Pois bem, não só Iñarritú é o único a voltar a imagens (e sons, principalmente) do atentado, como não impõe uma visão local sobre ele. Até aí, como se diz, nada demais. Porém, é chocante o tipo de espetáculo proposto por ele. Montado como uma enorme vinheta que segue a lógica da manipulação mais típica da publicidade (onde a origem do diretor torna-se evidente), seu episódio é o único entre todos que tenta "horrorizar" mais uma vez os espectadores, como se isso ainda fosse necessário. Todos os outros tentam partir dos fatos para uma reflexão (diferença típica do cinema para a TV, aliás), seja sobre causas ou efeitos deles na vida de pessoas pelo mundo. Iñarritú não, chove no molhado: os atentados foram horrorosos. Pior, seu cinema, como o de um cachorrinho de madame (e se pensamos na analogia de seu longa anterior, vale a imagem), apenas repete os pensamentos mais banais da metrópole chocada pelo ataque "injustificável" a "inocentes" que sofreu. É o único dos filmes que parece dar o braço aos americanos, oferecendo algum conforto e solidariedade em sua dor.

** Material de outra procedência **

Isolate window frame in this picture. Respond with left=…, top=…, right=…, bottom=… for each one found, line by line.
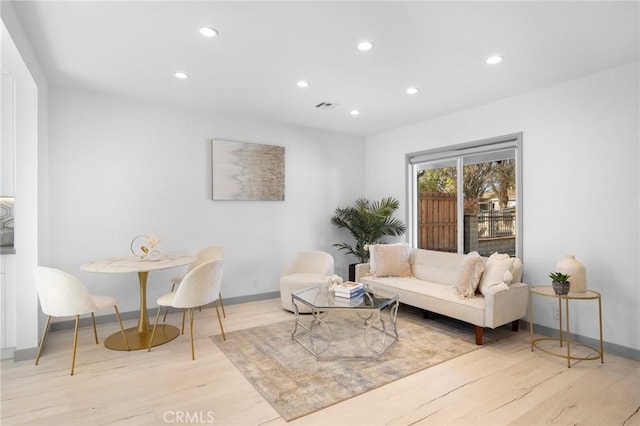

Cinematograficamente (se é que a palavra cabe) falando, porém, o filme é ainda mais perturbador que suas motivações. Há um desejo de criação de uma estética quase sublime do horror na sua mistura de telas pretas, gritos, ruídos dos atentados, com flashes de imagens de corpos caindo. Assim como em Noé e Clark, o que nos horroriza não é nunca a imagem (ou som) em si, mas a forma como são utilizados como pura catarse "artística", ou pior, como forma de uso do espectador num jogo sádico de manipulação. O curta do cineasta mexicano funciona como síntese e exemplo perfeito de tudo que há de mais deplorável no uso das imagens e das condições de absorção do cinema pelo espectador como ferramenta mesquinha nas mãos de estetas que detestam a generosidade da troca, e preferem a imposição de sua "bile".

A conclusão simples da análise desses três casos de estudo é a mais óbvia: abjetas não são as imagens, são as motivações por trás de quem as filma, ou monta, usando-as para estabelecer com o espectador um jogo que não é saudável nem pela negação, pois não leva a uma modificação de visão do mundo ou questionamento deste (mesmo que fosse daninha, seria válida), e sim deseja apenas comovê-lo imediatamente, fazendo dele não mais que um títere nas mãos do diretor, tanto quanto as figuras e sombras flutuantes que passam pela tela.